By George J. Hruza, MD

Xu LY et al. Histopathologic study of hidradenitis suppurativa following long-pulsed 1064-nmNd:YAG laser treatment.
Arch Dermatol 2010Sep 20; [e-pub ahead of print]. (http://dx.doi.org/10.1001/archdermatol.2010.245)

Aggressive treatment with hair removal laser such as Nd:YAG 1064 nm may have a positive effect on lesions of HS. Hidradenitis suppurativa (HS) is very resistant to both medical and surgical management — exacerbations, recurrence, and progression are the norm.

See hidradenitis suppurativa pictures

The observation that HS (aka Acne Inversa) may be related to follicular occlusion has led to attempts to treat HS with hair removal lasers. In this prospective, controlled clinical and histologic study,20 patients with Hurley stage II HS (skintype, Fitzpatrick III or VI) underwent treatment with a long-pulsed 1064-nm Nd:YAG laser.

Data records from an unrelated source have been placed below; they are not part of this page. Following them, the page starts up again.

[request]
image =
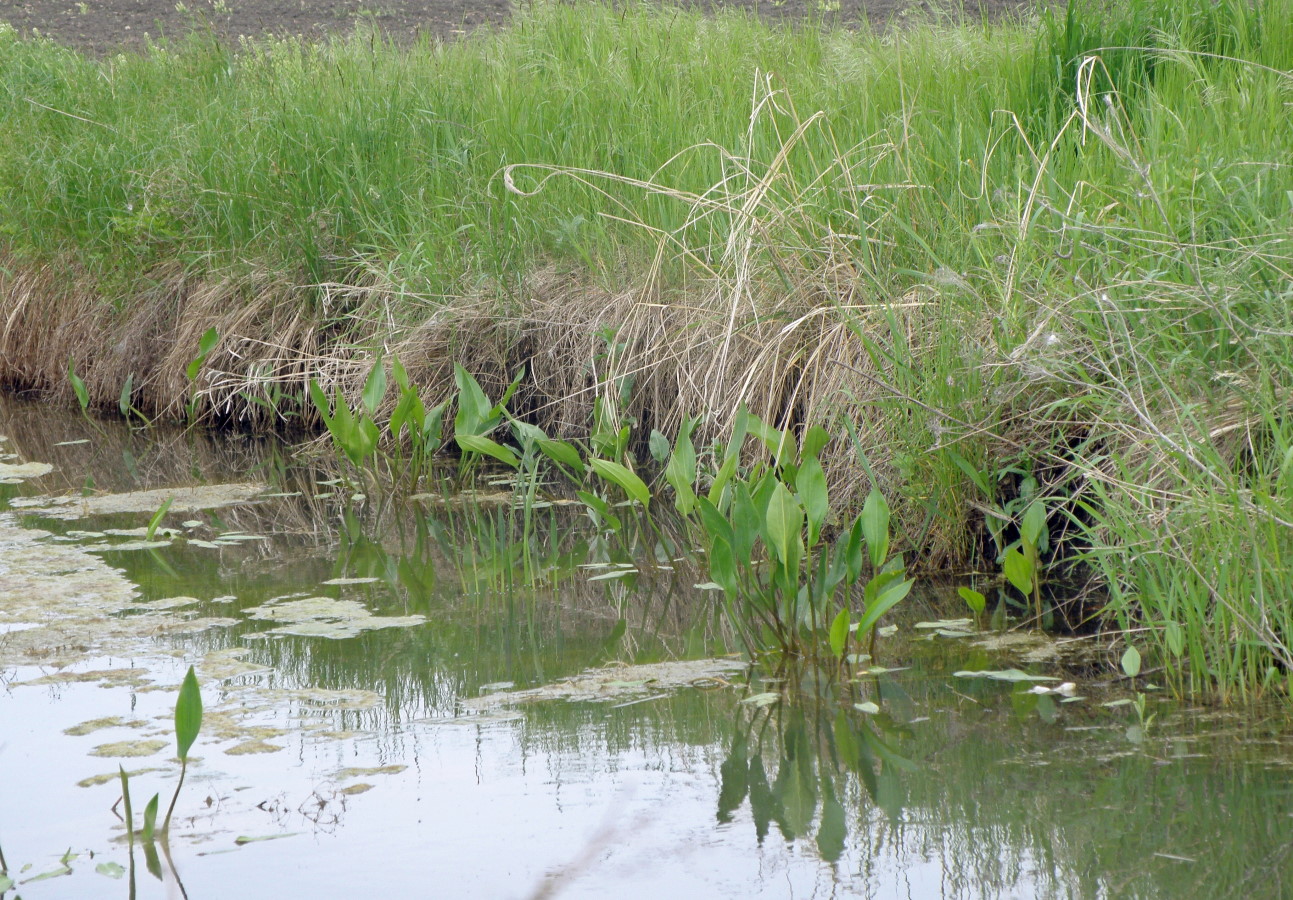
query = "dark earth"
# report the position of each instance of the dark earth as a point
(105, 26)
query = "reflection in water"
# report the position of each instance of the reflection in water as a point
(956, 789)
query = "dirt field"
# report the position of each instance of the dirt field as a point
(104, 26)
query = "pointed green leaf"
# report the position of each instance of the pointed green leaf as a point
(622, 477)
(1174, 638)
(658, 446)
(876, 526)
(1019, 570)
(815, 439)
(188, 714)
(374, 387)
(321, 404)
(150, 820)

The patients received two treatments to one affected area; untreated affected areas served as controls. The patients were followed clinically, with biopsy specimens obtained before treatment and at 24 hours,1 week, 1 month, and 2 months after treatment. Laser parameters were adjusted based on skin type and ranged from 25 to 50 J/cm2, with a 10-mm spot size and a 20- to 35-millisecond pulse duration. Double pulse stacking was used at the first treatment, and triple pulse stacking at the second treatment on inflammatory lesions.

As measured by a Lesion Area and Severity Index score modified for HS, patients realized a statistically significant improvement of 32% in treated areas 2 months after the second treatment. No significant adverse events were reported.

Baseline and 24-hour biopsy specimens showed perifollicular inflammation, a superficial and deepmixed infiltrate, and granulation. At 1 week, inflammation and granulation had increased. By 1 month, inflammation had decreased and broken hair shafts were noted. At 2 months, the investigators found scarring, fibrosis, and minimal inflammation. These conditions correlated with the degree of clinical improvement. Patients with the greatest clinical response had the least inflammation.

Laser hair removal seems to achieve modest improvement in hidradenitis suppurativa by destroying the offending hair follicles. To be effective, the treatments need to be quite aggressive, as evidenced by the stacked pulses used in the study and the histologic evidence of scarring and fibrosis. Multiple treatments with a hair removal laser will probably be needed to achieve significant reduction in disease activity. The duration of remission is yet to be determined.